Life allows us to make changes from time to time and, fortunately, the decision to change in most of those circumstances is voluntary. Unfortunately, Hurricane Katrina has probably imposed an involuntary turning point upon our country that will be felt for many years to come.

We've gotten used to cheap gas, long vacations with hotels and restaurants alongside massive Interstates. Food and supplies have been trucked all over the country so that we could have produce out of season and inexpensive products from all over the world in our malls. We've enjoyed driving big SUVs and cars to allow us to stretch out in comfort so we wouldn't have to be cramped while making a trip to the local grocery store for that forgotten item for supper. We've had it good for fifty years or so.

However, our long summer of national indulgence may be turning into the fall of fuel shortages, power outages and then into the winter of discontent. We've probably forgotton how to live with less and to make do with what we have; some of our older generation remembers rationing for food, gas and other essentials during World War II and us younger types may have to get familiar with their experiences from then in the here and now.
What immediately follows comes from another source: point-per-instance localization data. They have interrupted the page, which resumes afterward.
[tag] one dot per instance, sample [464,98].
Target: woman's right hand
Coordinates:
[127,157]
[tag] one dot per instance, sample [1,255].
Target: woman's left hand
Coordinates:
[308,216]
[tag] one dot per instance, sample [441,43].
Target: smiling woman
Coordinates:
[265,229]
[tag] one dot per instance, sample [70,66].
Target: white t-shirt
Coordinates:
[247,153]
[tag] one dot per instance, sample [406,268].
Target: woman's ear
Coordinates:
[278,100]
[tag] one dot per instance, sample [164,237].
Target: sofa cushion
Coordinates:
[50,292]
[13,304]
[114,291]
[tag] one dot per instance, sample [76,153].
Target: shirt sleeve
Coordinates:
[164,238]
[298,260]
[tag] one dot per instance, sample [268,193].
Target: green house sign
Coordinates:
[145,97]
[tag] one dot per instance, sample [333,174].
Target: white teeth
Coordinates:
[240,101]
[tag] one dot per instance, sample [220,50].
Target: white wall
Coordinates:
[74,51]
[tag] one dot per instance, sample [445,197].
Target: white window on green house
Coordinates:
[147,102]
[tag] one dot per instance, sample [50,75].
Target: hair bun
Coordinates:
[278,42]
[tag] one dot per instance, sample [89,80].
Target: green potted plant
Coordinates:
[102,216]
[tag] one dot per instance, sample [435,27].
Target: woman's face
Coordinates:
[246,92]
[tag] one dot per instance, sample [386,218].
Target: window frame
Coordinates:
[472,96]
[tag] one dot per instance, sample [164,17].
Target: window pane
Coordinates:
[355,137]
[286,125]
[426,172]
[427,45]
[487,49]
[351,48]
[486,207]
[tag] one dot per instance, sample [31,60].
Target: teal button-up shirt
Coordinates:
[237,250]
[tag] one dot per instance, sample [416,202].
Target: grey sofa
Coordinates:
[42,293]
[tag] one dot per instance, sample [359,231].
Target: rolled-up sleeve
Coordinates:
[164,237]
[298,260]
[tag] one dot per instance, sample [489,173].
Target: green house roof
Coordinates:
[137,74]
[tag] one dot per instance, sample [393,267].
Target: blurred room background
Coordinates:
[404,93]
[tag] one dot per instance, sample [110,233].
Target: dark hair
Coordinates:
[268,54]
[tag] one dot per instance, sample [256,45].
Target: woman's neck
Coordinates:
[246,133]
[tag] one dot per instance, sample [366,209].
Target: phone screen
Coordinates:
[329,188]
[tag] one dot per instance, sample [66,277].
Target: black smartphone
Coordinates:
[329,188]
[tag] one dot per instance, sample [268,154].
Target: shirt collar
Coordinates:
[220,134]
Katrina will force this country to start making some hard decisions on the governmental, business and personal levels. Will our government, at all levels, begin to make decisions that will reduce our national dependance on oil? Will businesses, particularly the auto industry, quit telling us in advertising that we MUST have the biggest and most energy-hogging appliances and cars? Will we as individuals cut back on our driving and our consumption of increasingly scarce resources? Or will we listen to naysayers like Rush Limbaugh, who on the radio the other day said that there's PLENTY of oil, that higher gas prices are the fault solely of the futures marketeers and that we've got nothing to worry about?
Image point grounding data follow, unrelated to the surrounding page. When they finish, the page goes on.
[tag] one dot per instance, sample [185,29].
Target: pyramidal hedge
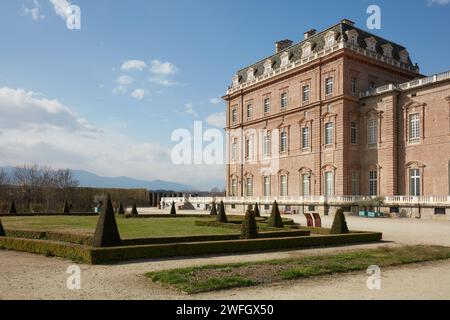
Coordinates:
[222,217]
[275,220]
[106,232]
[339,223]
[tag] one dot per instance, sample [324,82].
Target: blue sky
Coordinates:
[98,113]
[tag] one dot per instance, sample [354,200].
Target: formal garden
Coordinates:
[114,236]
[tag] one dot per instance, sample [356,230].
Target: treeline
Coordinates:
[43,189]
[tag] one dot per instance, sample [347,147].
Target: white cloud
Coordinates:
[34,12]
[189,109]
[138,94]
[162,68]
[215,101]
[60,7]
[133,65]
[438,2]
[217,120]
[65,140]
[125,80]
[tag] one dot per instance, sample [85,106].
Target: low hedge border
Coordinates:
[82,253]
[74,252]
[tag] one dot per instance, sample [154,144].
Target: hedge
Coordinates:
[108,255]
[82,253]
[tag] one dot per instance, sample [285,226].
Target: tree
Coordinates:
[249,229]
[12,208]
[213,209]
[275,220]
[2,231]
[339,223]
[66,208]
[257,214]
[222,216]
[121,210]
[173,210]
[106,232]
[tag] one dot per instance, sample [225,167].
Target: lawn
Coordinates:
[219,277]
[128,228]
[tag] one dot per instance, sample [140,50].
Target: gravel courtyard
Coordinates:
[28,276]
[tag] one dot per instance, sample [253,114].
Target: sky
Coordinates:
[106,98]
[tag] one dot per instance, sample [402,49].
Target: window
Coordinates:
[305,138]
[266,105]
[305,95]
[249,111]
[354,83]
[266,186]
[372,137]
[328,86]
[284,100]
[414,128]
[305,184]
[249,187]
[414,182]
[233,187]
[329,132]
[283,141]
[283,185]
[267,144]
[355,183]
[234,115]
[354,132]
[234,150]
[329,183]
[373,183]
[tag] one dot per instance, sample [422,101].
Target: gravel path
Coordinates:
[29,276]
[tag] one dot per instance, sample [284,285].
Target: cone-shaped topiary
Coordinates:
[249,229]
[222,216]
[2,231]
[121,210]
[256,211]
[173,210]
[106,232]
[213,209]
[66,208]
[275,220]
[12,208]
[339,223]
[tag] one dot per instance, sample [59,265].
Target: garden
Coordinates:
[114,236]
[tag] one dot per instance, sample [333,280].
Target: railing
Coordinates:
[438,200]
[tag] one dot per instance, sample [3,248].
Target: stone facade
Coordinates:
[344,116]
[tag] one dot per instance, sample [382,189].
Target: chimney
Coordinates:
[348,22]
[283,44]
[310,33]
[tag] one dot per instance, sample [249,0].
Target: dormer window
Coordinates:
[285,59]
[329,39]
[404,56]
[371,44]
[387,50]
[235,80]
[250,74]
[306,49]
[352,37]
[268,67]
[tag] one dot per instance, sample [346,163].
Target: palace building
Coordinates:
[342,112]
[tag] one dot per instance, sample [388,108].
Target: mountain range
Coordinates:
[89,179]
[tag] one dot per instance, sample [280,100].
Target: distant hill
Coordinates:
[89,179]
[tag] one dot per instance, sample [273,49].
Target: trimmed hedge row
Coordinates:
[82,253]
[70,251]
[107,255]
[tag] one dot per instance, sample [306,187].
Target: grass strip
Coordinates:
[220,277]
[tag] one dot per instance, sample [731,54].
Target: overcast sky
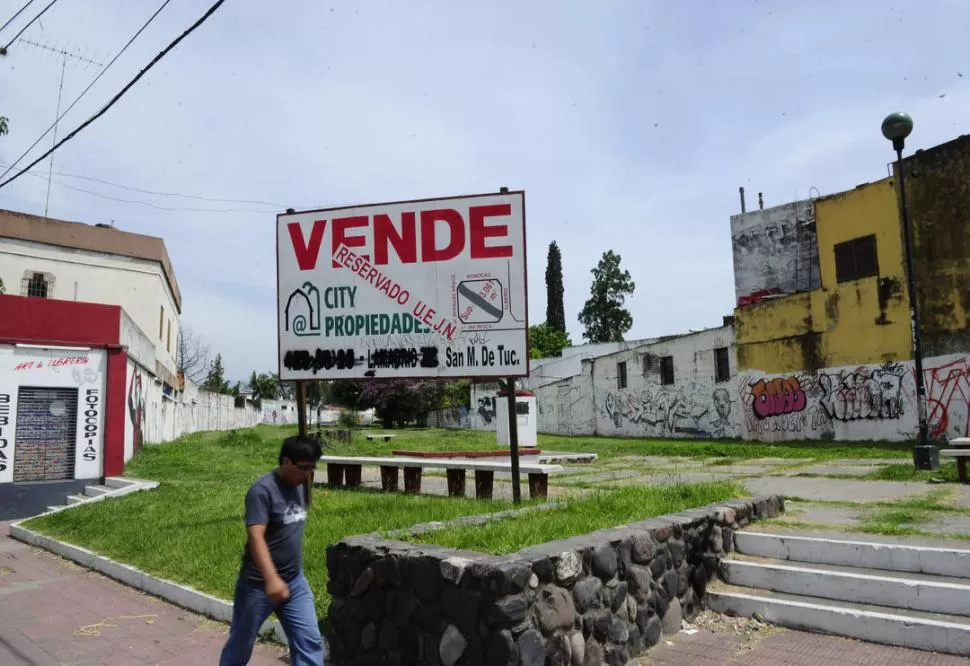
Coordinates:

Our county is at a turning point. We don't have the option anymore to think about making changes; the changes are being forced upon us. Had we started making changes on the national level back in the early 1970s during the Arab Oil Embargo, things might have been very different in the post-Katrina world. The loss of oil from the Gulf wells and refineries might have simply been a blip in the national scene as we dealt with the massive human tragedy on the coast. Cars running on non-petroleum fuels might have been developed and in garages by now, fuel-cell technologies might be providing our local energy needs along with solar, wind, biomass fuels and other renewable resources. But no, we were too short-sighted, too addicted to our lifestyles, too afraid of what it would cost to switch over and as a result, here we are in the opening decade of the 21st-century, going through the withdrawals of going cold turkey from oil because of a natural disaster.

I hate to be a pessimist, but we're going to have to get used to things being in short supply and being more expensive. I just wish we had the leadership in this country to acknowledge the current reality and that they were willing to push our economy and our attitudes in the right direction. Unfortunately, we'll probably get more "We're the best county on earth", "We're fighting a war on terrorism, so that's where the money is going" and "There's plenty of oil to go around" instead.